O FESTIVAL DE VERÃO É UM MARCO. Desde os primórdios dos Quileutes nossa tribo realizava essa comemoração, quando o clima começava a esquentar e o solo se tornava mais receptível à plantações era época de comemorar. Nós oferecíamos aos deuses iguarias, agradecíamos por termos nosso alimento e pedíamos para que nosso cultivo fosse produtivo.

Nossa tribo costumava dividir as estações somente em Verão e Inverno. O Inverno nos seis primeiros meses do ano e o Verão nos seis últimos, a comemoração acontecia na virada de um para o outro.

A reserva estava lotada de turistas, muitos deles tiravam várias fotos e filmavam alguns de nós que estavam vestidos a caráter. Minha mãe estava sentada cercada por pessoas enquanto contava algumas lendas, ao seu lado Sam Uley, que parecia se divertir vendo a reação das crianças do grupo.

Continuo seguindo em direção ao terreno dos Ateara. Eles moravam mais perto da praia então disponibilizaram sua terra para que montássemos a fogueira.
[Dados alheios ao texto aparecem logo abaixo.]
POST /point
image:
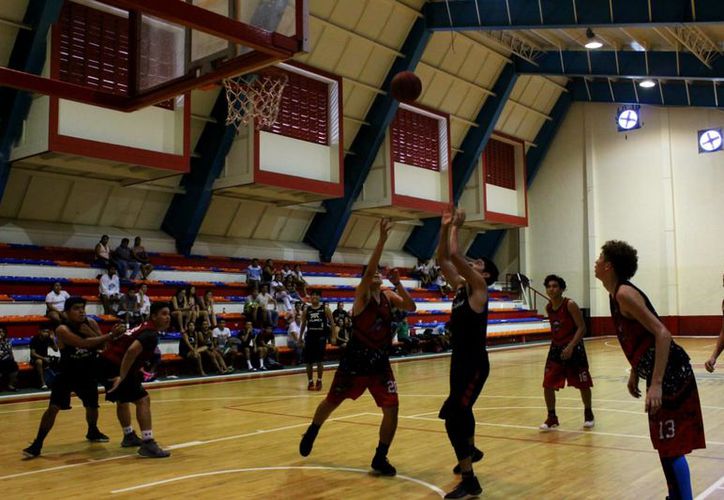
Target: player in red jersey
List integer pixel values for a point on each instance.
(120, 372)
(567, 360)
(469, 363)
(365, 363)
(79, 338)
(672, 399)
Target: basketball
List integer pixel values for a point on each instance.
(406, 86)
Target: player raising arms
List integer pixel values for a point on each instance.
(78, 340)
(672, 399)
(120, 372)
(567, 360)
(469, 365)
(365, 363)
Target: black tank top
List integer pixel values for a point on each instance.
(468, 328)
(316, 320)
(76, 358)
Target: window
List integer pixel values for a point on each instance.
(416, 139)
(499, 160)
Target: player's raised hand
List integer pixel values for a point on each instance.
(459, 217)
(394, 276)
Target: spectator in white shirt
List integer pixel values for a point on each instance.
(55, 302)
(294, 340)
(144, 302)
(110, 290)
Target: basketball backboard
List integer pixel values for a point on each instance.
(165, 48)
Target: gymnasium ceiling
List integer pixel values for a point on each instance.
(360, 40)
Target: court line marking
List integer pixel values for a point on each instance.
(427, 485)
(180, 445)
(529, 427)
(711, 489)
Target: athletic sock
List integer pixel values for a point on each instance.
(382, 449)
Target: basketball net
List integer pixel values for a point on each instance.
(254, 98)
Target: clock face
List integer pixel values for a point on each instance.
(628, 119)
(710, 140)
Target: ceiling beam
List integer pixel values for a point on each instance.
(532, 14)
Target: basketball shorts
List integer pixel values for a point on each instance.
(314, 347)
(381, 384)
(129, 391)
(572, 371)
(467, 379)
(82, 383)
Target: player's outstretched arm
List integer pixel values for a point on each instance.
(478, 285)
(443, 251)
(632, 305)
(400, 298)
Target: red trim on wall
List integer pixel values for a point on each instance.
(410, 202)
(677, 325)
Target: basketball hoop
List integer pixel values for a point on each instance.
(255, 97)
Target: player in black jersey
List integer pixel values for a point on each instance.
(469, 366)
(79, 338)
(317, 320)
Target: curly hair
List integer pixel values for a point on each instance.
(623, 257)
(554, 277)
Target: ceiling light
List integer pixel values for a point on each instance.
(593, 42)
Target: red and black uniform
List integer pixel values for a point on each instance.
(469, 369)
(573, 370)
(131, 388)
(315, 334)
(677, 428)
(365, 363)
(75, 373)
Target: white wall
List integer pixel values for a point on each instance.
(648, 187)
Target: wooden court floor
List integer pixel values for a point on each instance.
(239, 439)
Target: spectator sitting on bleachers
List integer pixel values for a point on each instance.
(39, 358)
(8, 366)
(247, 344)
(129, 310)
(189, 348)
(102, 255)
(180, 310)
(344, 324)
(422, 271)
(55, 302)
(294, 341)
(266, 348)
(299, 281)
(284, 302)
(206, 338)
(252, 311)
(206, 308)
(253, 274)
(268, 307)
(139, 255)
(144, 302)
(123, 257)
(221, 335)
(267, 273)
(109, 290)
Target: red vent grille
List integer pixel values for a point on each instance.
(500, 164)
(416, 140)
(93, 48)
(304, 110)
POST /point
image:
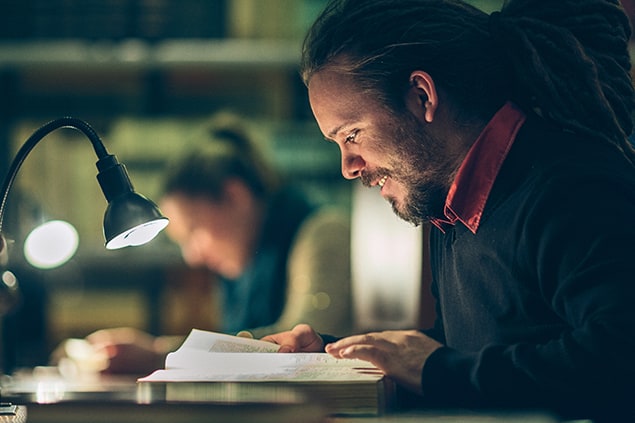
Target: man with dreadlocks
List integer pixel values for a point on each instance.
(508, 132)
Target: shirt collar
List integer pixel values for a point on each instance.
(471, 187)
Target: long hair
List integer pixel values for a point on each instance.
(225, 149)
(567, 60)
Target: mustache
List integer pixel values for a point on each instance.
(367, 177)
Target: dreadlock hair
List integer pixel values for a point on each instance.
(567, 60)
(225, 150)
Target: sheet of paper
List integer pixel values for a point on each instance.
(218, 342)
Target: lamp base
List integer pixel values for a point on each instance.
(8, 409)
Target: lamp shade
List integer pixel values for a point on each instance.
(131, 219)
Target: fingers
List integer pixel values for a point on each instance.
(302, 338)
(245, 334)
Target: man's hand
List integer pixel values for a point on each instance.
(129, 351)
(302, 338)
(399, 354)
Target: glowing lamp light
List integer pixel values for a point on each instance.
(131, 219)
(51, 244)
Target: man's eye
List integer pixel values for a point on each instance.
(350, 138)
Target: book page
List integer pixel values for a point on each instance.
(219, 342)
(235, 367)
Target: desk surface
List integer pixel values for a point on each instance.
(117, 400)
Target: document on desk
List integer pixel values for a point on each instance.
(208, 366)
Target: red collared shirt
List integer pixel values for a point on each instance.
(471, 187)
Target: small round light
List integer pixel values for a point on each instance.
(51, 244)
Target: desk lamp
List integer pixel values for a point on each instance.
(131, 219)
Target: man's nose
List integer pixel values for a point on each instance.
(352, 166)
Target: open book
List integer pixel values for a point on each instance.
(209, 366)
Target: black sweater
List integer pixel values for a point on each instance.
(537, 309)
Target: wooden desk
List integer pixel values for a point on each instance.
(118, 401)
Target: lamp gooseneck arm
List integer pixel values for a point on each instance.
(65, 122)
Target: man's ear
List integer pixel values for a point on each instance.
(422, 97)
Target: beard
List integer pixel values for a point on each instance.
(421, 163)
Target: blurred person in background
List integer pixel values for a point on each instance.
(280, 259)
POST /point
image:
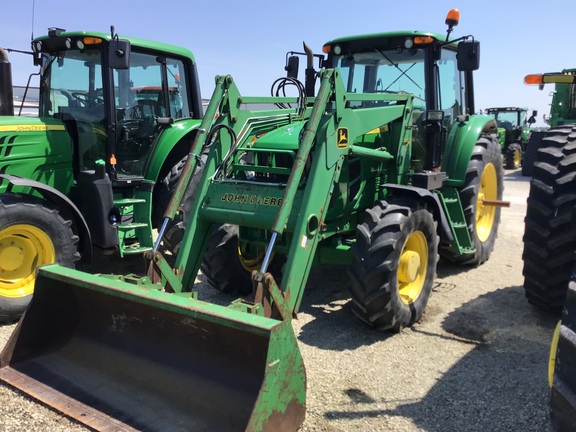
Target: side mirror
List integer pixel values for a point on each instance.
(468, 56)
(119, 54)
(292, 67)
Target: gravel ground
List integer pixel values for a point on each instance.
(477, 361)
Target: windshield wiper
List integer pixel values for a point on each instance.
(402, 73)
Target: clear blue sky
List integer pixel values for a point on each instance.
(249, 39)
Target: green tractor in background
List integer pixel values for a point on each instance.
(514, 130)
(562, 110)
(97, 167)
(550, 241)
(382, 170)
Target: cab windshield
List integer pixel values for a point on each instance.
(380, 71)
(71, 90)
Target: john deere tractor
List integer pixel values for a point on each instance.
(562, 110)
(513, 127)
(97, 167)
(550, 243)
(382, 170)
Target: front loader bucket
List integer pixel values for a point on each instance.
(117, 356)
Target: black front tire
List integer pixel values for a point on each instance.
(484, 180)
(32, 233)
(513, 156)
(163, 193)
(549, 235)
(532, 146)
(394, 265)
(228, 264)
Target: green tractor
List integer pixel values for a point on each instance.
(550, 242)
(514, 130)
(562, 110)
(96, 169)
(381, 170)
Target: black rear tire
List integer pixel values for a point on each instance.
(32, 233)
(394, 265)
(563, 394)
(549, 235)
(484, 179)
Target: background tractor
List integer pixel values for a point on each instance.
(382, 170)
(550, 242)
(562, 110)
(514, 130)
(98, 165)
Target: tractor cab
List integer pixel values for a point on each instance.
(435, 70)
(115, 102)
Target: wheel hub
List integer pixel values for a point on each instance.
(11, 258)
(409, 266)
(23, 247)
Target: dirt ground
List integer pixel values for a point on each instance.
(477, 361)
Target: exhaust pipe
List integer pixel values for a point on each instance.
(6, 90)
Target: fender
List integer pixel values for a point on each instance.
(460, 144)
(420, 194)
(167, 142)
(60, 201)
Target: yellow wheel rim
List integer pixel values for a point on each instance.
(552, 357)
(22, 249)
(485, 214)
(412, 267)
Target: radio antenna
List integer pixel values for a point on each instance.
(33, 11)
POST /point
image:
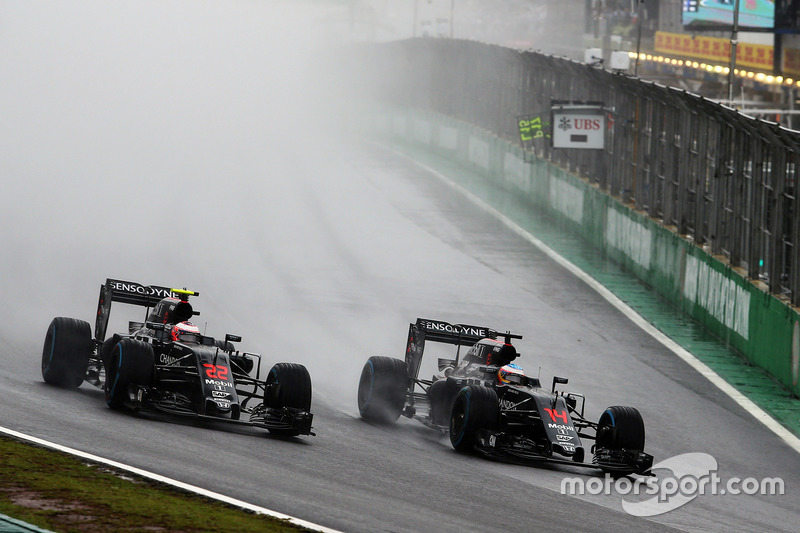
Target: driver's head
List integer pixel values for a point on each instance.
(185, 332)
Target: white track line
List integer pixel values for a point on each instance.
(168, 481)
(762, 416)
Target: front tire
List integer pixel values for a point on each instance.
(66, 352)
(382, 390)
(476, 408)
(131, 362)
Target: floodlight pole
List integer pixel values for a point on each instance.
(638, 37)
(734, 42)
(452, 11)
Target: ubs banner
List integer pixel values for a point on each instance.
(578, 125)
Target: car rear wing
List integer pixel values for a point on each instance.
(130, 292)
(438, 331)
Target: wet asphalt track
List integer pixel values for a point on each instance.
(366, 256)
(177, 143)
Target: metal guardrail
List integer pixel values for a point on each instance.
(721, 178)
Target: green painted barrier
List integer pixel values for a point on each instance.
(761, 327)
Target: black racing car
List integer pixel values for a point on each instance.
(165, 364)
(489, 405)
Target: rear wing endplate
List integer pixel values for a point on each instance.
(129, 292)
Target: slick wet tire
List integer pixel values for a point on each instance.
(620, 427)
(288, 385)
(66, 352)
(441, 395)
(382, 390)
(476, 408)
(131, 362)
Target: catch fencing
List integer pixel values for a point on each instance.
(717, 177)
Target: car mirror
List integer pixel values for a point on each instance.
(445, 363)
(561, 381)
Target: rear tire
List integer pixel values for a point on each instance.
(66, 352)
(288, 385)
(476, 408)
(293, 387)
(382, 390)
(620, 427)
(132, 362)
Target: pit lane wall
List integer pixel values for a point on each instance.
(760, 326)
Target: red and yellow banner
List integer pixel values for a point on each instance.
(791, 61)
(716, 49)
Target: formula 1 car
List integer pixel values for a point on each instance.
(489, 405)
(165, 364)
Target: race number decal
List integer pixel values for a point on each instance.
(216, 372)
(555, 415)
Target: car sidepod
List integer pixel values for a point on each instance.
(217, 386)
(561, 434)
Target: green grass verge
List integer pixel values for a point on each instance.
(59, 492)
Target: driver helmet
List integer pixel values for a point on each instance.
(185, 332)
(511, 374)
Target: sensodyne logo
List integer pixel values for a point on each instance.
(455, 328)
(677, 481)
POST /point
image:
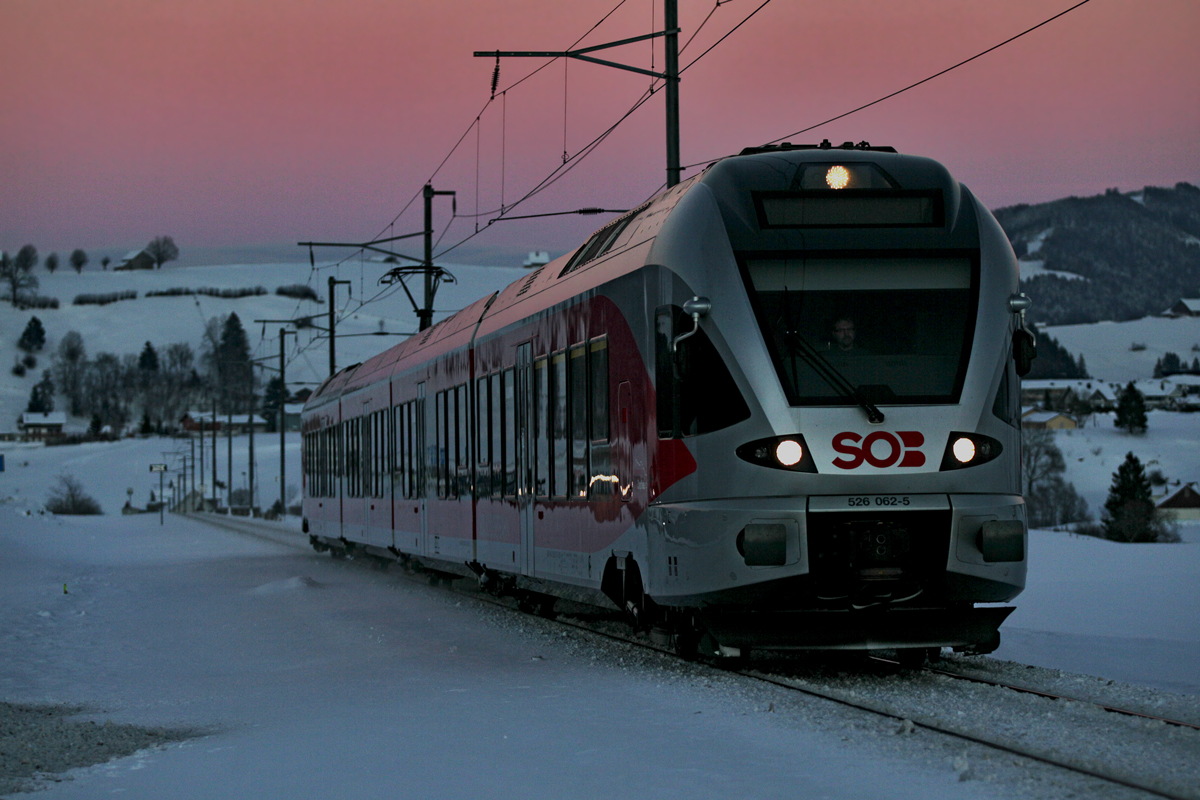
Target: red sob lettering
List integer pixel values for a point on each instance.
(880, 449)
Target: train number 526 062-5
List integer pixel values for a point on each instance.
(876, 500)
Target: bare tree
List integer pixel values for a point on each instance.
(162, 250)
(27, 258)
(70, 364)
(1041, 458)
(16, 275)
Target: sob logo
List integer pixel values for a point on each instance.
(879, 449)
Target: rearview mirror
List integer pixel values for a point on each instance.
(1025, 349)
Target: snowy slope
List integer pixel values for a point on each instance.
(1105, 346)
(125, 326)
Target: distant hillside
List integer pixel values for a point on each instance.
(1127, 254)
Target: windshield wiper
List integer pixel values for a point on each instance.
(828, 373)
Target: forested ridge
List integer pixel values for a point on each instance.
(1138, 257)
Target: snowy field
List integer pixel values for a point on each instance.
(125, 326)
(312, 678)
(1105, 347)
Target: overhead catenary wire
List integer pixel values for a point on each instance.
(912, 85)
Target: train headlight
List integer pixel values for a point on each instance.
(965, 450)
(789, 452)
(838, 176)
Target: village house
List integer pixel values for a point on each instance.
(1161, 394)
(193, 422)
(36, 426)
(1185, 307)
(136, 259)
(1037, 419)
(1185, 504)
Aposto que lá estaria ainda mais lotado.

Então sinto o cheiro dela.

Me viro, a vendo andando em minha direção. Seu cabelo escuro estava enrolado nas pontas, dessa vez não estava com a frente presa, estava completamente solto. Nunca havia a visto assim. Merliah vestia um vestido branco e rodado que ia até abaixo dos joelhos, tinha uma fenda na barriga que a deixava exposta, vestia também um casaco de lã da mesma cor e não calçava nada nos pés.

Percebo a pintura típica da tribo em seu rosto. Estava linda.

— Oi — ela diz, exibindo seu sorriso perfeito. Por um segundo eu podia jurar que esqueci como se respirava. Droga! Eu tinha que aprender a me controlar.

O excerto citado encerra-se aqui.